En saison, Jean-Luc arpente les truffières en compagnie de ses deux chiennes lagotto romagnolo, race italienne "numéro 1 en trufficulture", qui courent partout une fois lâchées. Joueuses, elles ne résistent pas toujours à la tentation : "Elles mangent parfois les truffes, notamment une petite truffe qu'on appelle le 'nez de chien'. Si elles mangent les truffes noires, elles n'ont alors pas de récompenses", sourit-il. Quand le chien marque, tout est possible : "On peut avoir un pois chiche ou une orange. Les plus belles, les 'patates' jusqu'à 500 g, sont surtout produites par les jeunes arbres", explique-t-il.
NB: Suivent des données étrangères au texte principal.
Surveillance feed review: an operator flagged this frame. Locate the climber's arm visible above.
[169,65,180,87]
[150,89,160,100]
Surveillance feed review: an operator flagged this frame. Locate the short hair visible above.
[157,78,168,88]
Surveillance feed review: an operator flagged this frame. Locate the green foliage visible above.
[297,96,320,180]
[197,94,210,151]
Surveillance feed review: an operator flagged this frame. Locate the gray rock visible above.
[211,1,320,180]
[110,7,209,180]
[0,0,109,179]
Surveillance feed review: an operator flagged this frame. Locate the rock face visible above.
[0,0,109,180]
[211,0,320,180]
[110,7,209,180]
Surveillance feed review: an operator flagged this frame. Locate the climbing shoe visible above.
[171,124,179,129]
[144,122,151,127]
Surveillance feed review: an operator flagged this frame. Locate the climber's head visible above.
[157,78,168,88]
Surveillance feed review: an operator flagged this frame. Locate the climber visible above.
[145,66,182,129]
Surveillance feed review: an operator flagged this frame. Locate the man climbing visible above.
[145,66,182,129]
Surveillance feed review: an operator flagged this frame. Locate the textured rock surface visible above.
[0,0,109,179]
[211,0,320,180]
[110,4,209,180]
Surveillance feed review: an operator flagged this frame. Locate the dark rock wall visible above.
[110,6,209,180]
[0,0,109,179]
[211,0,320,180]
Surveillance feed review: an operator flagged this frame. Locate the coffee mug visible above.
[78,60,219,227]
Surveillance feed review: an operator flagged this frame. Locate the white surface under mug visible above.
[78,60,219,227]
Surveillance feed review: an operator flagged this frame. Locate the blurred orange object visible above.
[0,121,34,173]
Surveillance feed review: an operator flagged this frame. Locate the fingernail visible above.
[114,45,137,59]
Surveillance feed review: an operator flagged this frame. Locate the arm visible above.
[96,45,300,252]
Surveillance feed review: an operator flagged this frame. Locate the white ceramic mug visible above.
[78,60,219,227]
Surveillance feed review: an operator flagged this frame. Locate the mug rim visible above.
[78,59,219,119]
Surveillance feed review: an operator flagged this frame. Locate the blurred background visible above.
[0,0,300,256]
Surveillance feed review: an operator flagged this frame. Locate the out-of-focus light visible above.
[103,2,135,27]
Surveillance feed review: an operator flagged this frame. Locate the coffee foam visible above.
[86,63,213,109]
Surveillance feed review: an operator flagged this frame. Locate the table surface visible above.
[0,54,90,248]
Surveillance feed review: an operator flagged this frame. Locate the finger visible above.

Parallèlement à son travail de producteur, Jean-Luc Viala est très engagé dans le collectif. Adhérent et administrateur du Syndicat des producteurs de truffes du Gard, il est responsable du marché de gros d'Uzès, qui se tient chaque vendredi midi sur la place de l'Évêché, entre mi-novembre et mi-mars. "C'est un produit onéreux donc il faut de la qualité", souligne-t-il. Brossage, canifage, contrôle de maturité et pesée précèdent chaque vente, avant que les truffes soient vérifiées par des contrôleurs issus du syndicat. Il organise également le marché de la truffe d'Uzès qui se tient chaque année le 3e dimanche de janvier.
Mais c'est dans l'accueil du public, chez lui, que son goût du partage s'exprime le mieux. En mars, il a organisé pour la première fois un marché à la ferme : "Il y avait 400 personnes", raconte-t-il, encore étonné du succès. Autour des cavages commentés et d'un concours de chiens truffiers, il a réuni un poissonnier d'Uzès, les escargots de la Vaunage, un producteur de foie gras, des fromagers... tandis que sa fille préparait des omelettes truffées sur place. "Cette année, j'ai demandé à ma fille d'organiser des week-ends truffe avec cavage, repas, visite de cave", poursuit-il, heureux de voir son aînée prendre part à l'activité. Déjà tourné vers l'avenir, il a acheté en 2024 des plants mycorhizés de Tuber aestivum, la truffe d'été, "ramassée de mai à mi-août". D'aspect extérieur relativement proche de celui de la truffe noire, elle présente des arômes subtils de champignon des bois et de noisette. "Quand je serai à la retraite, je pourrai faire des démonstrations en saison estivale. Va falloir attendre une dizaine d'années", calcule-t-il, projetant déjà un marché nocturne autour de la truffe d'été en juin 2026. Pour ce trufficulteur pas tout à fait comme les autres, la truffe restera un produit de saison, certes, mais surtout une formidable occasion de rencontres, d'explications et de transmission.